# For All You Turkey Hunters



## bar-d (Feb 3, 2010)

Not a turkey hunter myself but I like to watch them. Especially a big ol' struttin' tom. These were right out my back door this morning. Sorry about the shaky video, I had only had one cup of coffee. I have a place 1/2 mile south that I have seen as many as 24 birds out in the field every day this week.


----------



## Mattuk (Oct 16, 2010)

Nice video bar-d thanks for sharing. How many coffee's do you need? Coffee yuk!


----------



## youngdon (Mar 10, 2010)

Yeah thanks for sharing Danny. I was waiting for the BOOM and dust cloud followed by a flopping bird.


----------



## On a call (Mar 3, 2010)

Danny you lucky dog !

Nice goobleler too I kept looking for his ladies...but then got to see them at the end.

Good job and thank you for sharing !


----------



## bar-d (Feb 3, 2010)

Mattuk said:


> Nice video bar-d thanks for sharing. How many coffee's do you need? Coffee yuk!

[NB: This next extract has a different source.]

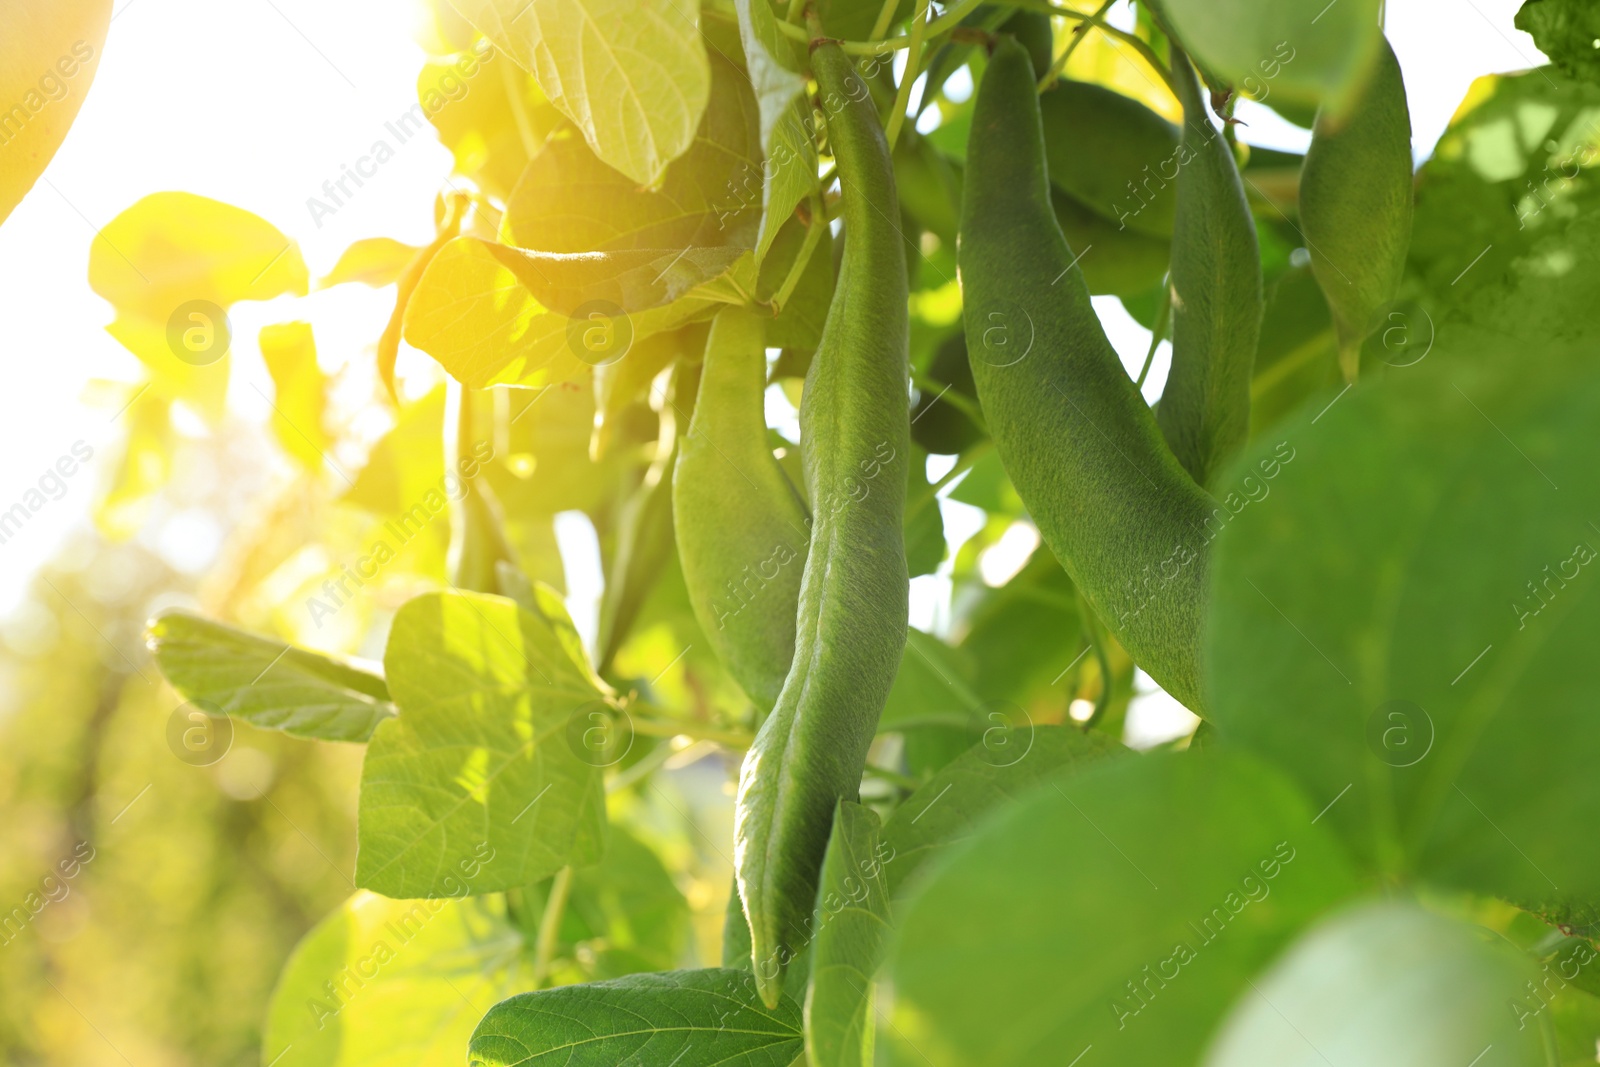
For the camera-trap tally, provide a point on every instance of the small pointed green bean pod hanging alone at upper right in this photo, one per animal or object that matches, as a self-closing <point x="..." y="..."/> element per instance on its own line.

Normally just one cup will do but it has been a long week.


----------



## ReidRH (Feb 1, 2010)

Good Video Man!! Nice Bird! Too I Love to watch them too! I had a incident a few years ago I pulled up to an oilwell site in my company truck and there were 5 gobblers strutting their stuff just off the site. when they started in the woods I started calling them with my mouth they came back out right in front of the truck strutting and gobbling this went of for about 15 minutes the truck was running the whole time they paid it No Attention whatsoever!! Just one of the Craziest things I ever Saw!! By The Way I forgot to mention it was Opening Day of the Season!! I will remember that scene for the rest of my Days!


----------



## ebbs (Feb 7, 2010)

Man that gets my blood boiling. Gotta love the big struttin' tom!


----------



## hassell (Feb 9, 2010)

Well done bar-d, should have been throwing some bread crumbs to him-- would have cut down on time stuffing him later! HA!!


----------



## youngdon (Mar 10, 2010)

LOL Good thinking Rick.


----------